251 – Brokeback Mountain

The story of a long-time romantic relationship between two cowboys should, in a perfect world, be a beautiful tale. It should show that despite the taboo of same-sex relationships, love and compassion can reign supreme. Instead, we’re stuck with a deadeningly dull piece of slop that would put any sentimentalist to sleep if there weren’t so many goshdarn panoramic views of mountains.

Jack Twist (Jake Gyllenhaal) and Ennis del Mar (Heath Ledger) are itinerant cowpokes who sign up to herd a mess o’ sheep across Brokeback Mountains, and during the long drive, they fall for each other. Only it doesn’t happen gradually, it’s lust at first sight, after a cold night in a hot tent up in the mountains. After that, it’s decades of pining and not immediately getting what one wants.

I honestly believe that this movie has been such a big hit (critically and commercially) because of its same-sex theme, rather than because of its, oh I don’t know, good acting or script. The plot is exceedingly simplistic; it’s so easy to follow, you’ll be able to predict the next scene with ease. But because the two principals are men, suddenly what’s such a humdrum story ascends to an exalted level of genius.

Make no mistake, it’s a pretty picture to look at, and I do recommend watching it with the sound off. Maybe you love lovely scenery – there’s a lot of gorgeous setting. Or maybe you’re a straight woman or gay man and think Ledger and Gyllenhaal are hot hunks. With no sound, you’ll be very happy. Turn the sound on, though, and you’ll quickly realize there’s no there, there. The problem with being a Beautiful Person on the outside, of course, is that people often assume you’re a dullard inside. When Ennis or Jack speaks, there aren’t pearls of wisdom that come dropping out; no, they’re more like balls of silt, spoken either sotto voce or outright mumbled, the better to fame the words as Profound. There’s nothing profound about the movie, other than the vast infinity of the untamed mountains.

The movie perks up only when other actors show up. Randy Quaid has a few short scenes, and he easily outacts the younger leads. Michelle Williams, who plays Ennis’s wife Alma, and Anne Hathaway, who plays Jack’s wife Lureen, light up the screen when they’re there, showing more vigor and passion with the hook of an eyebrow than either of the lunkheaded leads can with every expressionless countenance they can conjur. Ledger, who seemed to be channelling Steve McQueen’s look, mumbles incoherently through much of the movie; this was partly owing to the chaw in his mouth (I presume), but still – when trying to be Profound, it is wise to be Understandable.

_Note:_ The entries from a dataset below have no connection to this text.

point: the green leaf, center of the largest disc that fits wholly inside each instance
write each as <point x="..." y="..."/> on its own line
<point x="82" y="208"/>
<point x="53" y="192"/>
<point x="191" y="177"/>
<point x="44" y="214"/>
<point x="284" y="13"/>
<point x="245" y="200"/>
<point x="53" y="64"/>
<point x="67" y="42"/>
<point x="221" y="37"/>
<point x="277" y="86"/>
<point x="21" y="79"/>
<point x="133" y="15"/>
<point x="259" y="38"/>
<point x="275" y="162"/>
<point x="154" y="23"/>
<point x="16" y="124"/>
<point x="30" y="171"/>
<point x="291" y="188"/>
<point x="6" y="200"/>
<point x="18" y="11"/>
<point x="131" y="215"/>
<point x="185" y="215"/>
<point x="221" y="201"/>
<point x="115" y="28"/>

I believe that this movie was swept up in hype, as people were first astonished at the man-on-man sex scenes (which looked and sounded as loving as a rape scene, although I’m no expert on gay sex scenes) and then proud of themselves for deigning to watch it. It’s a real shame a taboo like this couldn’t have been broken by a solid, adult film instead of the crappy, one-dimensional cliches and characterizations that screenwriter Larry McMurtry came up with; somehow, in the world of this movie, laconic equals deep.